Let \(\mathbb{R}\) denote the set of real compact intervals \([a]= [\underline a, \overline a]\) with \(|[a]|=\max\{|\underline a|,|\overline a|\}\), and let \(\Omega\) be an open subset of \(\mathbb{R}^n\). A function \(f: \Omega\to\mathbb{I}\mathbb{R}\), is called \(f\)-locally bounded if for every \(x\in \Omega\) there exist \(\delta>0\) and \(M\in\mathbb{R}\) such that \(|f(y)|<M\) for all \(y\in B_\delta(x):=\{y\in\Omega|\|x-y\| <\delta\}\), \(\|\cdot\|\) being some norm in \(\mathbb{R}^n\). Denote by \(\mathbb{A}(\Omega)\) the set of all such \(f\)-locally bounded functions and define for a dense subset \(D\) of \(\Omega\) the mapping \(F:\mathbb{A}(D)\to\mathbb{A}(\Omega)\) by
\[ F(D, \Omega,f)(x): =\left[\sup_{\delta>0}\inf\{f(y)\mid y\in B_\delta(x)\cap D\},\;\inf_{\delta>0} \sup\bigl\{f(y)\mid y\in B_\delta(x)\cap D\bigr\} \right]. \]

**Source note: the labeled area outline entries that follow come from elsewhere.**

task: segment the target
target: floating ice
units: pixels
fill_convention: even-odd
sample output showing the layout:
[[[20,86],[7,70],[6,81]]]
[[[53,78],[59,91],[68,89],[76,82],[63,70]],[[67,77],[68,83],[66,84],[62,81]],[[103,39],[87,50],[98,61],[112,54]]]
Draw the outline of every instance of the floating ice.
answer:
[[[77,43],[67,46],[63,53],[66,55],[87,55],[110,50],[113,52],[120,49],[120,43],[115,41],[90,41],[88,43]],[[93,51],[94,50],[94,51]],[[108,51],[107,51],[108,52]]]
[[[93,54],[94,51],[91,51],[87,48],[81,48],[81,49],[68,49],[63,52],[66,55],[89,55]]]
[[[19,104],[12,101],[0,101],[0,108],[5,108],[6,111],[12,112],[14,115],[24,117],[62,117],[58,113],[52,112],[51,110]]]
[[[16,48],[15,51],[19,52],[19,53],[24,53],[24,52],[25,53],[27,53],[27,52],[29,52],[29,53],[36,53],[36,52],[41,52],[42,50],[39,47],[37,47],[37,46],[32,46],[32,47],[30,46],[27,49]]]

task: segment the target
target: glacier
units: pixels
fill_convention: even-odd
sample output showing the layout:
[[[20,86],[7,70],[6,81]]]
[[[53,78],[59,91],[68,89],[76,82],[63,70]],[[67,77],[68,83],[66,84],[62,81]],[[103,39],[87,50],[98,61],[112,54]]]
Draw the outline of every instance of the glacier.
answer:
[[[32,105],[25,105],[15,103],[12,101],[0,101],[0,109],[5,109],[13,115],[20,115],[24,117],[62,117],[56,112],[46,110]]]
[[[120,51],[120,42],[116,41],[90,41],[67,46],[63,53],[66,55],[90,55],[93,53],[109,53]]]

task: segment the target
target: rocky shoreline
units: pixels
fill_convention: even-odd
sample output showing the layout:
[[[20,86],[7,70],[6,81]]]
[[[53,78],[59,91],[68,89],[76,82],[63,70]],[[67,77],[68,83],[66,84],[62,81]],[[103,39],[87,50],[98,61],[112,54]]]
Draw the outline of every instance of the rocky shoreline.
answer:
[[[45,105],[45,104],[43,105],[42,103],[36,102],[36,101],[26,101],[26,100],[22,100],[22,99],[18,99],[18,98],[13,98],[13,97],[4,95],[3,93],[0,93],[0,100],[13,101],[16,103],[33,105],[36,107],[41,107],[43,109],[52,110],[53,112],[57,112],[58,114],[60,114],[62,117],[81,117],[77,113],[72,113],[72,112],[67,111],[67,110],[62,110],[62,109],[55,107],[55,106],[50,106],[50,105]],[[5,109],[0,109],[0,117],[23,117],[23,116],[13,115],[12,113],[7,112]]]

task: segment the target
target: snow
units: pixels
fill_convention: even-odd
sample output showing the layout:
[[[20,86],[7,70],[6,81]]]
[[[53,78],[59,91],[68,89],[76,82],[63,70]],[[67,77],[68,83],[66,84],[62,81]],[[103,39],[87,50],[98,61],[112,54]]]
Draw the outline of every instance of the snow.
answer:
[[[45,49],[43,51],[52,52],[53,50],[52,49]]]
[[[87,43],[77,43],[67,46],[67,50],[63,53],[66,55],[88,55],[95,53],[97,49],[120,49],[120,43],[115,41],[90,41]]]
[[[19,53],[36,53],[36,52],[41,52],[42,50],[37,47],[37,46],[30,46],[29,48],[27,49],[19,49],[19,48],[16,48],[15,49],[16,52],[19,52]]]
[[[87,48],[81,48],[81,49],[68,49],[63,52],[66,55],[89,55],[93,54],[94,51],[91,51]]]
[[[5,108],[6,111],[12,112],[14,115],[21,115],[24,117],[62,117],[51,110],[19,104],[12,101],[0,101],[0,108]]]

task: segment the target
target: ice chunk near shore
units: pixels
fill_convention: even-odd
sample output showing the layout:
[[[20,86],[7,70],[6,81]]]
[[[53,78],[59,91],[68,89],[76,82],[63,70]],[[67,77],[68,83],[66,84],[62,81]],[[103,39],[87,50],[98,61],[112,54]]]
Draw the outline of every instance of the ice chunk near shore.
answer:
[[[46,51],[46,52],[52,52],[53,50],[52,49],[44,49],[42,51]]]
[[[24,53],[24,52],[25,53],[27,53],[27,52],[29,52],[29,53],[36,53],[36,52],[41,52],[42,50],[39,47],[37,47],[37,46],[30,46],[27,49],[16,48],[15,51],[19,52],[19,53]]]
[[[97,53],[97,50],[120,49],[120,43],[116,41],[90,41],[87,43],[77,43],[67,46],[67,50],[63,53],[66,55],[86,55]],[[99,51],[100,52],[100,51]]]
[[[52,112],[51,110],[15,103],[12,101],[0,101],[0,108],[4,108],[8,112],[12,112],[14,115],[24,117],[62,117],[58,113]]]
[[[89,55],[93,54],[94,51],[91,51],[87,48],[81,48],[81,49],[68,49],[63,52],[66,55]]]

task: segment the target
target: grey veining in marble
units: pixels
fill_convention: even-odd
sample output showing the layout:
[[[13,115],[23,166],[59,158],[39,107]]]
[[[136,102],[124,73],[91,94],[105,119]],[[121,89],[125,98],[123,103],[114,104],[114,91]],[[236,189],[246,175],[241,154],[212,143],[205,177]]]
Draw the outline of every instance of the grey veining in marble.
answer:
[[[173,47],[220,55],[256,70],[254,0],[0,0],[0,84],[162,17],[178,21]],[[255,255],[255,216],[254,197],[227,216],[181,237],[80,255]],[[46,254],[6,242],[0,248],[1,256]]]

Let \(f\in\mathbb{A} (\Omega)\). If \(f\) satisfies \(F(\Omega,\Omega, f)=f\) it is called \(S\)-continuous. If for every dense subset \(D\) of \(\Omega\) the property \(F(D,\Omega,f)=f\) is fulfilled then \(f\) is called \(D\)-continuous. If \(F(\Omega,\Omega,g)(x)=f(x)\) holds for every function \(g\in\mathbb{A}(\Omega)\) with \(g(x)\subset f(x)\), \(x\in \Omega\), then \(f\) is called Hausdorff-continuous. The authors present properties of \(S\)-, \(D\)- and \(H\)-continuous functions, among them relations to semi-continuity of real functions, to continuity and to the interval hull of continuous functions. Moreover, they introduce operations \(\oplus,*\) in the set \(\mathbb{H}(\Omega)\) of \(H\)-continuous functions such that \(\mathbb{H} (\Omega)\) becomes a linear space over the field \(\mathbb{R}\). It is proved that in some sense this space is the largest linear space within the set \(\mathbb{G}(\Omega)\) of \(D\)-continuous functions defined on \(\Omega\). Extending the operations from \(\mathbb{H}(\Omega)\) to \(\mathbb{G}(\Omega)\) in an appropriate way shows that \(\mathbb{G} (\Omega)\) is a quasi-linear space as defined by [S. Markov, J. Comput. Appl. Math. 162, No. 1, 93–112 (2004; Zbl 1046.15002)].